天边开始发灰,火车哐当哐当前行,卧在铁轨旁边的东哥站起来,追着那辆火车跑了好几公里,最后停在一辆摩托车旁,焦急地在原地打转,看着逐渐远去的火车,还有它那一夜没出来的主人和人类朋友越走越远。
第35章 给他干哪儿了?
太热了,方前觉得自己像在火炉里被炙烤,没人给他翻面,年久失修的机器哐当哐当作响,生锈的齿轮吃力运转。
不行,他要被烤熟了。
他猛地坐起来,大喘着气,又感觉到一股闷热的风环绕在他周围,他眯起眼睛,往头顶看了一眼,金灿灿的太阳就挂在当空对他放闪。
哐当哐当一晃一晃,方前马上就明白他这是在哪儿了,他翻起来扒着集装箱的车沿往外看,四周是一望无际的田野,不是平安镇附近的田地,平安镇的地都是平的,这里有不少起伏的低矮山坡。
这是给他干哪儿来了?
“哎,哎!起来别睡了!”他踢踢躺在旁边不省人事的佟鸣。
佟鸣很少喝酒,难得喝一次又直接抱着瓶子吹了大半瓶,一被方前叫醒,身体所有器官开始一齐叫嚣,他睁开眼,晃动的车也晃动着他正翻江倒海的胃,他爬起来趴到车边探出头吐了出来。
“哎呀,”方前头撇到一边,拍着佟鸣的背,一脸嫌弃地说,“多大本事,菜就别学人家借酒消愁。

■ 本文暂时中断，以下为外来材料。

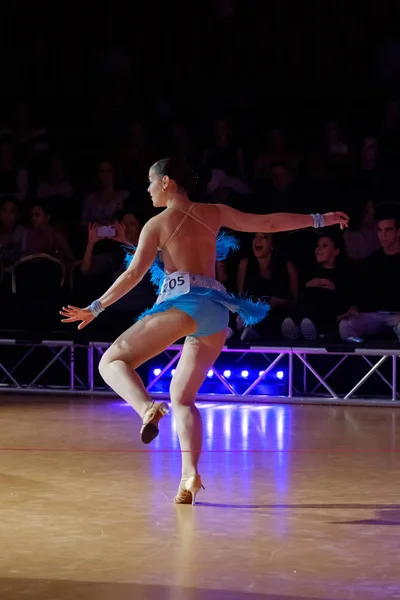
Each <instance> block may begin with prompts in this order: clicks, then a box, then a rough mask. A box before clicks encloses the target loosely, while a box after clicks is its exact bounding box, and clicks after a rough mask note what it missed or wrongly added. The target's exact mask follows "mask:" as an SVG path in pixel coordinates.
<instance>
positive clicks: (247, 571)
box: [0, 396, 400, 600]
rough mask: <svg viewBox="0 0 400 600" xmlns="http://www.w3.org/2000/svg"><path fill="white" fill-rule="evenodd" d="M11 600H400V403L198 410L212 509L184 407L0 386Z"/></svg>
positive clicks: (3, 517) (7, 567)
mask: <svg viewBox="0 0 400 600" xmlns="http://www.w3.org/2000/svg"><path fill="white" fill-rule="evenodd" d="M0 399H1V405H0V428H1V451H0V460H1V463H0V465H1V468H0V483H1V485H0V506H1V555H0V576H1V581H0V598H1V600H31V599H35V600H162V599H164V598H165V599H167V598H168V599H172V600H178V599H179V600H206V599H208V600H295V599H296V600H297V599H299V600H300V599H302V600H317V599H321V600H322V599H330V600H334V599H335V600H347V599H349V600H358V599H360V600H370V599H374V600H375V599H376V600H386V599H392V598H400V431H399V426H400V411H399V409H395V408H393V409H392V408H373V407H368V408H363V407H352V408H334V407H328V406H290V405H286V406H285V405H282V406H276V405H274V406H258V405H256V406H254V405H234V404H230V405H228V404H200V405H199V406H200V408H201V411H202V414H203V417H204V455H203V458H202V462H201V474H202V477H203V481H204V485H205V487H206V491H202V492H200V493H199V495H198V500H199V504H198V505H197V506H195V507H191V506H175V505H174V504H173V503H172V499H173V496H174V494H175V491H176V489H177V485H178V482H179V476H180V456H179V446H178V440H177V436H176V431H175V423H174V419H173V417H172V416H171V415H170V416H168V417H166V418H165V419H164V420H163V421H162V431H161V433H160V436H159V438H157V440H156V441H155V442H154V444H153V445H152V446H143V445H142V444H141V443H140V442H139V436H138V433H139V427H140V421H139V418H138V417H137V416H136V415H135V414H134V412H133V411H132V410H131V409H130V408H129V407H128V406H127V405H125V404H123V403H121V402H117V401H115V402H110V401H109V400H107V401H105V400H99V401H97V402H95V401H91V400H86V399H85V400H79V399H73V400H71V399H67V398H63V399H54V398H50V397H45V398H40V397H36V398H32V399H26V398H21V399H19V398H16V397H15V396H11V397H6V396H1V398H0Z"/></svg>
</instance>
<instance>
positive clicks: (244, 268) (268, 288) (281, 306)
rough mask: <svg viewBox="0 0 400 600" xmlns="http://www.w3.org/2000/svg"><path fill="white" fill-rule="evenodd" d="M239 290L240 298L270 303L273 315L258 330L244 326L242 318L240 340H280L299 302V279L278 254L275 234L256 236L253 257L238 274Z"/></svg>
mask: <svg viewBox="0 0 400 600" xmlns="http://www.w3.org/2000/svg"><path fill="white" fill-rule="evenodd" d="M237 288H238V292H239V293H240V294H243V293H245V294H248V295H249V296H250V297H251V298H253V299H258V300H260V299H261V300H262V299H265V300H267V302H268V304H269V306H270V309H271V310H270V311H269V313H268V315H267V317H266V318H265V319H263V320H262V321H261V322H260V323H258V324H257V325H256V326H255V327H244V328H243V326H242V323H241V319H240V317H239V318H238V321H239V323H238V329H239V330H241V336H240V339H241V340H242V341H243V342H244V341H248V340H251V339H255V338H258V337H260V336H262V337H269V338H271V337H274V336H275V337H277V335H278V334H279V333H280V329H281V323H282V321H283V319H284V318H285V317H286V316H287V315H288V313H289V311H290V307H291V306H292V305H293V304H294V303H295V302H296V299H297V294H298V275H297V271H296V269H295V267H294V265H293V263H292V262H291V261H289V260H287V259H286V258H285V257H284V256H282V255H281V254H279V253H278V254H277V253H275V252H274V243H273V236H272V234H271V233H260V232H258V233H256V234H255V236H254V238H253V243H252V254H251V255H250V256H249V257H248V258H242V260H241V261H240V263H239V268H238V273H237Z"/></svg>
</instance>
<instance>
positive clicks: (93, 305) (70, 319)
mask: <svg viewBox="0 0 400 600" xmlns="http://www.w3.org/2000/svg"><path fill="white" fill-rule="evenodd" d="M157 250H158V234H157V232H156V228H155V226H154V224H153V223H152V222H151V221H149V222H148V223H146V225H145V226H144V227H143V229H142V231H141V234H140V238H139V243H138V247H137V249H136V251H135V254H134V256H133V258H132V261H131V263H130V265H129V267H128V268H127V269H126V271H124V272H123V273H122V274H121V275H120V276H119V277H118V278H117V279H116V280H115V281H114V283H113V284H112V285H111V286H110V287H109V288H108V290H107V291H106V292H105V293H104V294H103V295H102V296H101V297H100V298H99V299H98V300H95V302H92V304H91V305H90V307H88V308H78V307H76V306H67V307H63V309H62V310H61V311H60V315H62V316H63V317H66V318H65V319H62V320H61V321H62V323H72V322H74V321H81V323H80V324H79V325H78V329H82V328H83V327H85V326H86V325H88V323H90V322H91V321H93V319H94V318H95V317H96V316H97V315H98V314H100V312H102V311H103V310H104V309H105V308H107V307H108V306H110V305H111V304H114V302H116V301H117V300H119V299H120V298H122V296H125V294H127V293H128V292H129V291H130V290H131V289H132V288H134V287H135V286H136V285H137V284H138V283H139V282H140V281H141V280H142V279H143V277H144V276H145V274H146V273H147V271H148V270H149V269H150V267H151V265H152V264H153V262H154V259H155V257H156V255H157Z"/></svg>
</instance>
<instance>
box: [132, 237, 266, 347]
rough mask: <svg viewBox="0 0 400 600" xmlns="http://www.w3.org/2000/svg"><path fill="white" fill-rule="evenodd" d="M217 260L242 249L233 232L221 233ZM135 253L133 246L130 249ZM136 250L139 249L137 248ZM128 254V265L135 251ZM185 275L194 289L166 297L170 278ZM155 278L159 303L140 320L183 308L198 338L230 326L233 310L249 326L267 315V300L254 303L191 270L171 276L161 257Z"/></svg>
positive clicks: (218, 244) (265, 316)
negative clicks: (196, 273) (166, 290)
mask: <svg viewBox="0 0 400 600" xmlns="http://www.w3.org/2000/svg"><path fill="white" fill-rule="evenodd" d="M216 242H217V243H216V259H217V260H224V259H225V258H226V257H227V255H228V254H229V252H230V251H236V250H237V249H238V248H239V244H238V241H237V239H236V238H235V237H234V236H233V235H230V234H227V233H225V232H220V233H219V234H218V236H217V240H216ZM130 250H131V252H132V248H131V249H130ZM133 250H135V248H133ZM131 252H130V253H129V254H127V256H126V259H125V264H126V267H128V266H129V264H130V262H131V260H132V257H133V255H132V253H131ZM174 275H175V276H176V277H177V276H178V275H185V276H186V281H188V282H190V289H188V291H185V292H184V293H182V294H179V295H175V296H174V297H170V298H168V297H167V298H166V299H162V298H161V292H162V289H163V284H164V282H165V281H166V278H167V277H168V278H171V277H173V276H174ZM150 276H151V281H152V283H153V284H154V286H155V287H156V289H157V293H158V294H159V296H158V298H157V301H156V303H155V304H154V305H153V306H152V307H151V308H148V309H147V310H145V311H144V312H143V313H142V314H141V315H140V316H139V317H138V319H137V320H140V319H143V317H145V316H147V315H152V314H155V313H159V312H164V311H166V310H168V309H170V308H173V307H174V308H179V309H180V310H182V311H183V312H185V313H186V314H188V315H190V316H191V317H192V318H193V319H194V320H195V321H196V323H197V330H196V331H195V332H194V333H193V334H191V335H192V336H194V337H200V336H207V335H212V334H214V333H217V332H219V331H221V330H223V329H226V328H227V326H228V323H229V311H231V312H234V313H238V314H239V315H240V316H241V317H242V319H243V321H244V324H245V326H251V325H254V324H255V323H258V322H259V321H261V320H262V319H264V318H265V317H266V315H267V314H268V311H269V308H270V307H269V305H268V304H267V303H264V302H254V301H253V300H251V299H250V298H238V297H235V296H234V295H232V294H229V293H228V292H227V291H226V289H225V287H224V286H223V285H222V283H220V282H219V281H217V280H216V279H213V278H212V277H204V276H203V275H195V274H191V273H187V274H185V273H180V274H179V273H176V274H170V275H167V274H166V273H165V272H164V265H163V263H162V261H161V260H160V258H159V257H157V258H156V260H155V261H154V263H153V265H152V266H151V267H150ZM164 296H165V294H164Z"/></svg>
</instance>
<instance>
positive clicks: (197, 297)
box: [137, 287, 270, 327]
mask: <svg viewBox="0 0 400 600" xmlns="http://www.w3.org/2000/svg"><path fill="white" fill-rule="evenodd" d="M188 296H192V299H193V302H194V303H195V302H196V301H197V302H199V303H200V302H201V298H202V297H206V298H209V299H210V300H213V301H214V302H218V303H219V304H223V305H224V306H226V307H227V308H228V309H229V310H230V311H231V312H234V313H238V314H239V315H240V316H241V317H242V319H243V322H244V325H245V327H251V326H252V325H255V324H256V323H259V322H260V321H262V320H263V319H265V317H266V316H267V314H268V312H269V310H270V306H269V304H267V303H265V302H260V301H254V300H251V299H250V298H237V297H235V296H234V295H233V294H228V293H223V292H220V291H218V290H212V289H207V288H196V287H194V288H191V290H190V292H189V294H188ZM178 303H179V296H177V297H176V298H172V299H171V300H165V301H164V302H161V303H160V304H154V305H153V306H152V307H151V308H148V309H147V310H145V311H144V312H143V313H142V314H141V315H140V316H139V317H138V319H137V320H138V321H139V320H140V319H143V317H146V316H147V315H152V314H155V313H160V312H165V311H166V310H168V309H169V308H172V307H173V306H176V305H177V304H178Z"/></svg>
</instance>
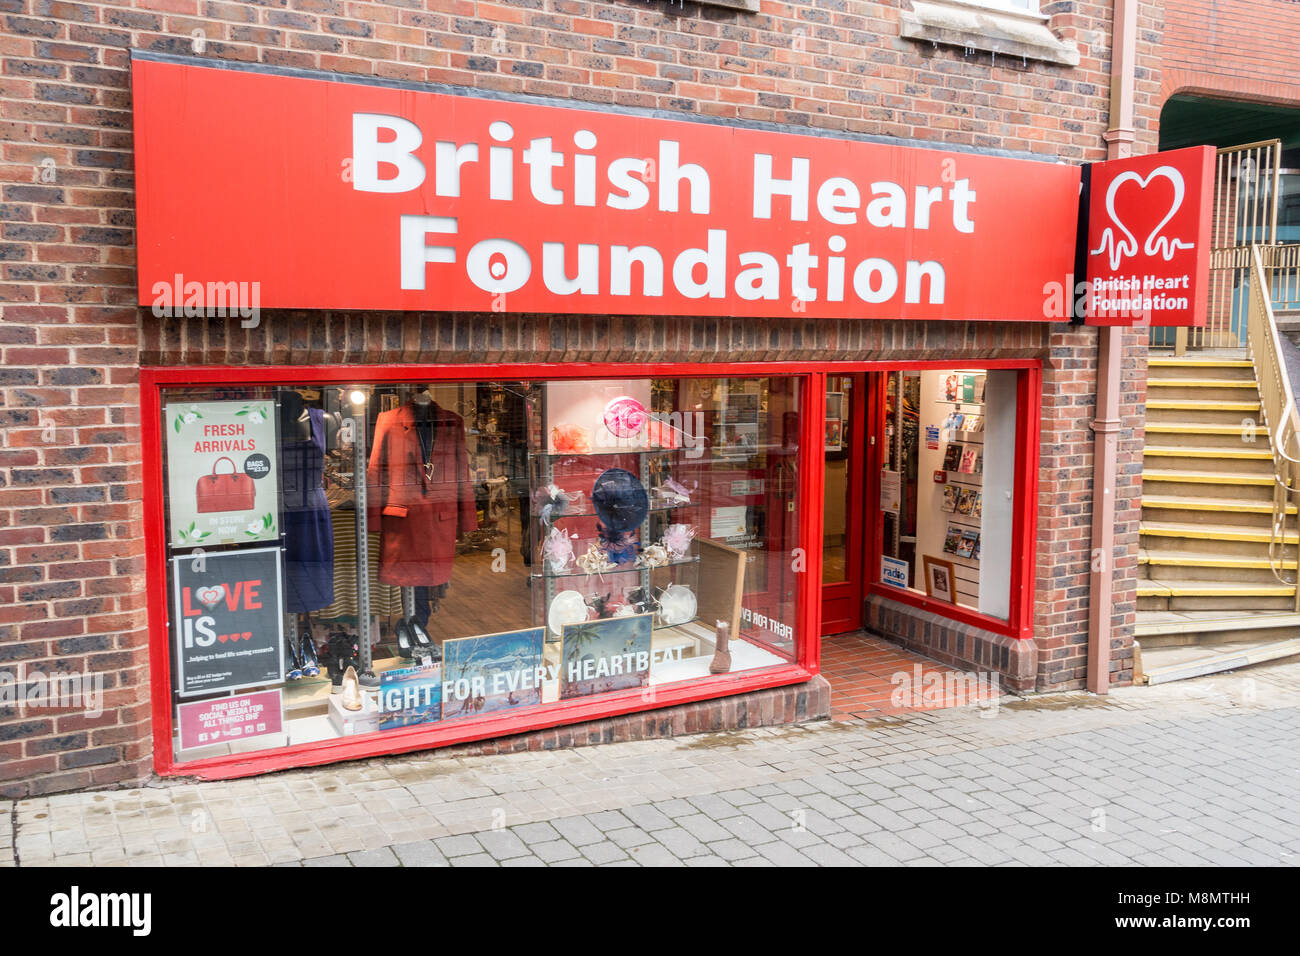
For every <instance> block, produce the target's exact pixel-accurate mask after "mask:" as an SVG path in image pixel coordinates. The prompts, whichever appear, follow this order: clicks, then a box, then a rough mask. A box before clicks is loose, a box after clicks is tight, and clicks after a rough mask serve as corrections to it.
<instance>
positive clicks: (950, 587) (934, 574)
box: [922, 554, 957, 604]
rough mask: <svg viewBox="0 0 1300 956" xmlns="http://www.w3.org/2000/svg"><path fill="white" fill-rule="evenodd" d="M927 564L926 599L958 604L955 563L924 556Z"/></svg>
mask: <svg viewBox="0 0 1300 956" xmlns="http://www.w3.org/2000/svg"><path fill="white" fill-rule="evenodd" d="M922 557H923V559H924V563H926V597H932V598H935V600H937V601H946V602H948V604H954V602H956V600H957V598H956V593H957V589H956V584H954V579H953V562H950V561H943V559H940V558H933V557H931V555H928V554H926V555H922Z"/></svg>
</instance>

”
吐了半天,佟鸣的脸色才缓和一点,方前从兜里掏出那硬成一块的纸丢给他:“凑合用吧。”
当他们把身子冒出车厢后,火车前行带来的风就不再闷热了,他们的头发和衣服像风筝要挣脱骨架一样哗啦啦飘着,佟鸣四周望了一圈:“这是哪儿?”
“我还想问你呢。”
唯一可以肯定的是,这里离镇上肯定不是两条腿可以走到的距离了。
他们又坐回去,风吹久了头疼。
方前看佟鸣的脸还是煞白,扬扬下巴问他:“还难受吗?”
“还行。”
方前手里举起昨晚剩下那半瓶白酒:“再来点?”
佟鸣把头别过去,方前大声笑起来:“你也会尴尬啊。”
“你昨天晚上怎么不走?”
“走?怎么走啊,我喝多了你跑去接我,你喝多了我把你丢这儿不管,我是那种人吗,”方前把两腿一盘,仰头看着大太阳,“而且你要是一睁眼,看到就你自己被一辆车带去了完全不认识的地方,想死的心都有了吧。”
佟鸣看着方前,他不会想死,他可能都没有感觉,只会想自己来到了什么地方,他该怎么回家,可是如果是他睁开眼,看到有个人陪他一起到了完全不认识的地方,就像现在,他的心底才会涌出一股情绪,他分不清是悲伤还是感动。
在他认识的人里面会这么做的也就只有方前。